The advantages of a latched continuity test are self evident, beyond anecdotal evidence. So it's not just a preference.
Really? You discount the actual use of two types of continuity and the failure of one to solve the problem, while the other did? That is more than "self evident" as it is a real world example. It is not anecdotal, it is an empirical result. Belief does not overcome real world results....
I didn't want to be rude, but I don't believe the evidence presented is actually a valid test. I challenge anyone to reproduce it. If I can rub two perfectly clean probes together without ever breaking contact and get consistent beeps, then I am confident a faulty contact would have beeped as well. I've never heard anyone complain about Fluke's continuity, it's generally considered one of the best in the industry.
Now it is possible the potentiometer he was testing may have been triggering different threshold regions and the two meters might have different thresholds (they probably do), but that's more of Brymen getting lucky than a valid comparison. On a different resistance, Fluke will detect what Brymen won't etc..
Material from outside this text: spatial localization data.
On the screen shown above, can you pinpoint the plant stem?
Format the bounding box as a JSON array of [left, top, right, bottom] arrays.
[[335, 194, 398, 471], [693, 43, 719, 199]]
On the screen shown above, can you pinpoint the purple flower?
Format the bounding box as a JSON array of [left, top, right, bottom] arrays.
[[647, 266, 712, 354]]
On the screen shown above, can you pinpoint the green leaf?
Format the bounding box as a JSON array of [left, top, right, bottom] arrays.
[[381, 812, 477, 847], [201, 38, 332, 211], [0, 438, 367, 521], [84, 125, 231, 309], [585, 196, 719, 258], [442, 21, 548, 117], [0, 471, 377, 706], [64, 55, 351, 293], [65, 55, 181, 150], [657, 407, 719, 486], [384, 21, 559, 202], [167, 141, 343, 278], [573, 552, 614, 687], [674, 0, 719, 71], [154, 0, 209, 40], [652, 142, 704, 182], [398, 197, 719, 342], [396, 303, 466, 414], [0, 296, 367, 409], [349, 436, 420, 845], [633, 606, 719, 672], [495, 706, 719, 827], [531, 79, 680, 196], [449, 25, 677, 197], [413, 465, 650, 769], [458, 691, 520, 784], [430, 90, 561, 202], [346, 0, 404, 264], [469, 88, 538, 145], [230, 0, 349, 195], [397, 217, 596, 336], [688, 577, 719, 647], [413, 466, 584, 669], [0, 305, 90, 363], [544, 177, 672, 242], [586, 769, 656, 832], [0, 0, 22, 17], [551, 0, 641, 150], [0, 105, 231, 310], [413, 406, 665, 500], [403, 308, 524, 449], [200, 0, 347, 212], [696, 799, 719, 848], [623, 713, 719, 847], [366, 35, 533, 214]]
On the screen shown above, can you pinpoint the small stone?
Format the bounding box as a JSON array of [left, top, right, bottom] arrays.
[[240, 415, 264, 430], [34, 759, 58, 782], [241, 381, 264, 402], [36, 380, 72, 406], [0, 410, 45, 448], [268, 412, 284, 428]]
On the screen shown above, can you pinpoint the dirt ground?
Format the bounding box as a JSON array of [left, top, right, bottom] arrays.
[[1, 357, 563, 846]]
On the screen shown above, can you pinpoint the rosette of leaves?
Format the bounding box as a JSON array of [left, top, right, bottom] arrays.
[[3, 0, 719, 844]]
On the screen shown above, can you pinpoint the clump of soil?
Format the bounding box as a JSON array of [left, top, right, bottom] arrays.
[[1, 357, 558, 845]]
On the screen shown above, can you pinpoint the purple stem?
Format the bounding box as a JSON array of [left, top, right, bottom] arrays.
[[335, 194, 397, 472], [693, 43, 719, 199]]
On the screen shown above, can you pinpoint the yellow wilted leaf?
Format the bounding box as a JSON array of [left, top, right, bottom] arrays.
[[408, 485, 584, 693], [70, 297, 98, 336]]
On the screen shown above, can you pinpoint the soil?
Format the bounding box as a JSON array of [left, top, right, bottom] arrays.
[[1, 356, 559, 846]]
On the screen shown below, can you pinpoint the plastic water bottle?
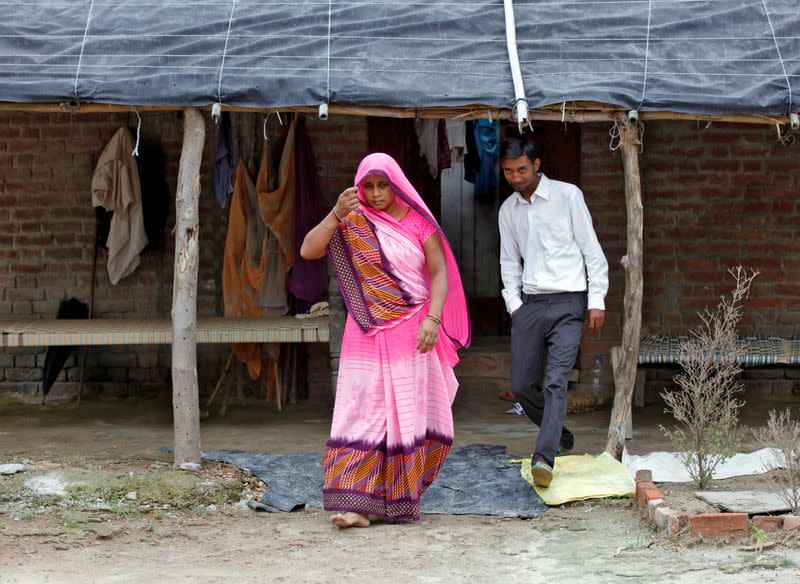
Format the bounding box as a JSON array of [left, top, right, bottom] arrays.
[[591, 355, 603, 400]]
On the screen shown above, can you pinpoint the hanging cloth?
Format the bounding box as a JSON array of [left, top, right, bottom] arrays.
[[256, 117, 297, 315], [463, 120, 480, 184], [437, 119, 451, 173], [472, 120, 500, 201], [288, 116, 328, 313], [91, 127, 148, 285], [414, 118, 439, 178], [222, 163, 267, 379], [445, 120, 467, 153], [212, 111, 235, 208]]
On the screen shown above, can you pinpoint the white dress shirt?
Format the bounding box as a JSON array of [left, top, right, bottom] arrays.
[[499, 173, 609, 315]]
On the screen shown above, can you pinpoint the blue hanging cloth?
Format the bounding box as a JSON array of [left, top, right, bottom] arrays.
[[212, 111, 235, 208], [472, 120, 499, 201]]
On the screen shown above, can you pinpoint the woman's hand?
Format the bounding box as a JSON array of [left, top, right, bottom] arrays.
[[416, 317, 439, 353], [333, 187, 359, 220]]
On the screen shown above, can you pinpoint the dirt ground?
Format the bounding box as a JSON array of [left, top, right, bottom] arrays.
[[2, 389, 800, 584]]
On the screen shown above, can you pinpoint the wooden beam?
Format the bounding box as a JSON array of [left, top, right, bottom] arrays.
[[0, 101, 788, 126], [605, 119, 645, 460], [171, 108, 205, 468]]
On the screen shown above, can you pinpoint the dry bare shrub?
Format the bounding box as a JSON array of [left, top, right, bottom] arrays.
[[660, 266, 759, 488], [753, 407, 800, 513]]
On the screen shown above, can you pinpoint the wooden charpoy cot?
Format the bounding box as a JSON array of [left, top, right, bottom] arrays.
[[0, 315, 329, 415], [0, 316, 328, 348]]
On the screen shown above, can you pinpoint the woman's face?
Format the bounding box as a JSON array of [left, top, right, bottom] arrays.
[[360, 175, 396, 211]]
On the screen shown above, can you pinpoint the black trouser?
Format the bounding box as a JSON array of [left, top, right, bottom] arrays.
[[510, 291, 586, 467]]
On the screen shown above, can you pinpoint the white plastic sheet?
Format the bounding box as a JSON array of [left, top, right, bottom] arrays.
[[622, 447, 783, 483]]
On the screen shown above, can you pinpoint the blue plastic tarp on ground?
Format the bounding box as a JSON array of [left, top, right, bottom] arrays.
[[202, 444, 546, 518]]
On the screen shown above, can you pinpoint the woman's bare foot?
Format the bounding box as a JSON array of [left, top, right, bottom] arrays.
[[330, 512, 370, 529]]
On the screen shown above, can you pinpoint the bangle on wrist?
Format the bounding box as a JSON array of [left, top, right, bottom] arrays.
[[425, 314, 442, 326], [320, 221, 336, 233], [332, 207, 343, 222]]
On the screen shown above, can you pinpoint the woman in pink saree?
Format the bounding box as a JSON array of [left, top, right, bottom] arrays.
[[300, 153, 470, 528]]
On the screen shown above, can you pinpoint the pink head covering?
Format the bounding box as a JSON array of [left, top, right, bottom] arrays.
[[353, 153, 471, 349]]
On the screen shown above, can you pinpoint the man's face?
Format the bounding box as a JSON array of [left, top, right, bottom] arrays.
[[500, 155, 541, 195]]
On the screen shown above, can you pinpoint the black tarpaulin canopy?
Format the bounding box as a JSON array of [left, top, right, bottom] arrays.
[[0, 0, 797, 116]]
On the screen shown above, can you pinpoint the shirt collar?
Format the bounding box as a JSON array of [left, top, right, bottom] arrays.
[[513, 173, 550, 205]]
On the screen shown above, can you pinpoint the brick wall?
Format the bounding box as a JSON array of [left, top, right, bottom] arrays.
[[0, 111, 367, 403], [579, 121, 800, 400], [2, 114, 796, 402]]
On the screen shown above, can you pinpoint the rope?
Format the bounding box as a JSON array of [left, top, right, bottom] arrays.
[[609, 120, 644, 152], [761, 0, 794, 113], [609, 122, 623, 151], [216, 0, 237, 105], [132, 110, 142, 156], [636, 0, 653, 112], [73, 0, 96, 100]]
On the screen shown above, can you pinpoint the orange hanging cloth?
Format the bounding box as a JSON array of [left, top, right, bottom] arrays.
[[257, 117, 296, 290], [222, 162, 267, 379], [222, 118, 297, 384]]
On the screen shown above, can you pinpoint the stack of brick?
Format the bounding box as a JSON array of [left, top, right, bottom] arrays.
[[634, 469, 800, 541]]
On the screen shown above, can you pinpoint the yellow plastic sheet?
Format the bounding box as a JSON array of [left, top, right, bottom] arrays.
[[520, 452, 635, 506]]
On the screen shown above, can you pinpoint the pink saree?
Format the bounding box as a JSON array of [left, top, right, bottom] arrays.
[[323, 153, 470, 522]]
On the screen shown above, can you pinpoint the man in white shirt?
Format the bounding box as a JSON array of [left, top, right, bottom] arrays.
[[498, 136, 609, 487]]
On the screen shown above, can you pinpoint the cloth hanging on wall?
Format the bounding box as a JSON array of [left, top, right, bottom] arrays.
[[289, 118, 328, 313], [415, 118, 439, 178], [445, 120, 467, 153], [222, 163, 267, 379], [212, 111, 235, 208], [135, 142, 170, 251], [91, 127, 148, 285], [288, 116, 328, 313], [472, 120, 499, 201], [463, 120, 480, 184], [437, 119, 451, 173], [256, 117, 297, 315]]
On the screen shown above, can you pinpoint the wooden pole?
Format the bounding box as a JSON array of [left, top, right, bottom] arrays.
[[171, 108, 205, 468], [605, 120, 644, 460]]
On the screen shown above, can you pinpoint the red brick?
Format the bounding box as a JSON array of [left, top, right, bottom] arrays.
[[636, 481, 663, 508], [751, 515, 783, 533], [667, 510, 689, 536], [689, 513, 749, 541]]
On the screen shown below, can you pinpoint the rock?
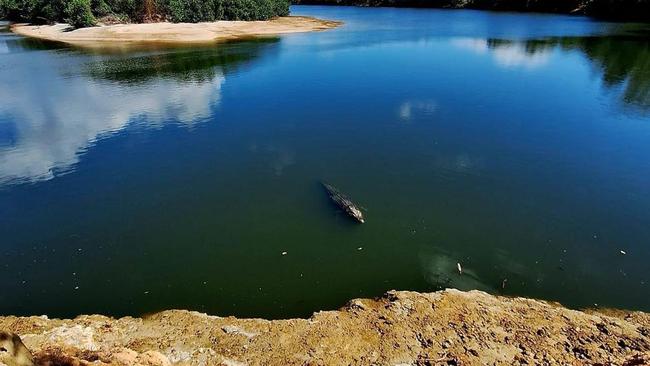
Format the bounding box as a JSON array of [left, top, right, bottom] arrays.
[[0, 331, 34, 366], [43, 325, 98, 351], [110, 348, 171, 366], [138, 351, 172, 366], [349, 299, 366, 311], [112, 347, 138, 365], [2, 290, 650, 365], [221, 358, 247, 366], [221, 325, 258, 338]]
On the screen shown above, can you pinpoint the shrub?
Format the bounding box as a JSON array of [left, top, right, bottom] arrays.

Brymen didn't implement some more advanced contact detection method. It's just a non latching continuity test, something Beckman and Fluke improved upon 30-40 years ago.
Fluke 87V's continuity test detects opens or shorts down to a single millisecond. A pulse 3 milliseconds long must have a level about 15dB higher to sound as loud as a 0.5-second (500 millisecond) pulse. Tones and random noise follow roughly the same relationship in loudness vs. pulse length. Something you would never hear out of a buzzer if the continuity test wasn't latching.
There is no question, fast latching continuity test is superior.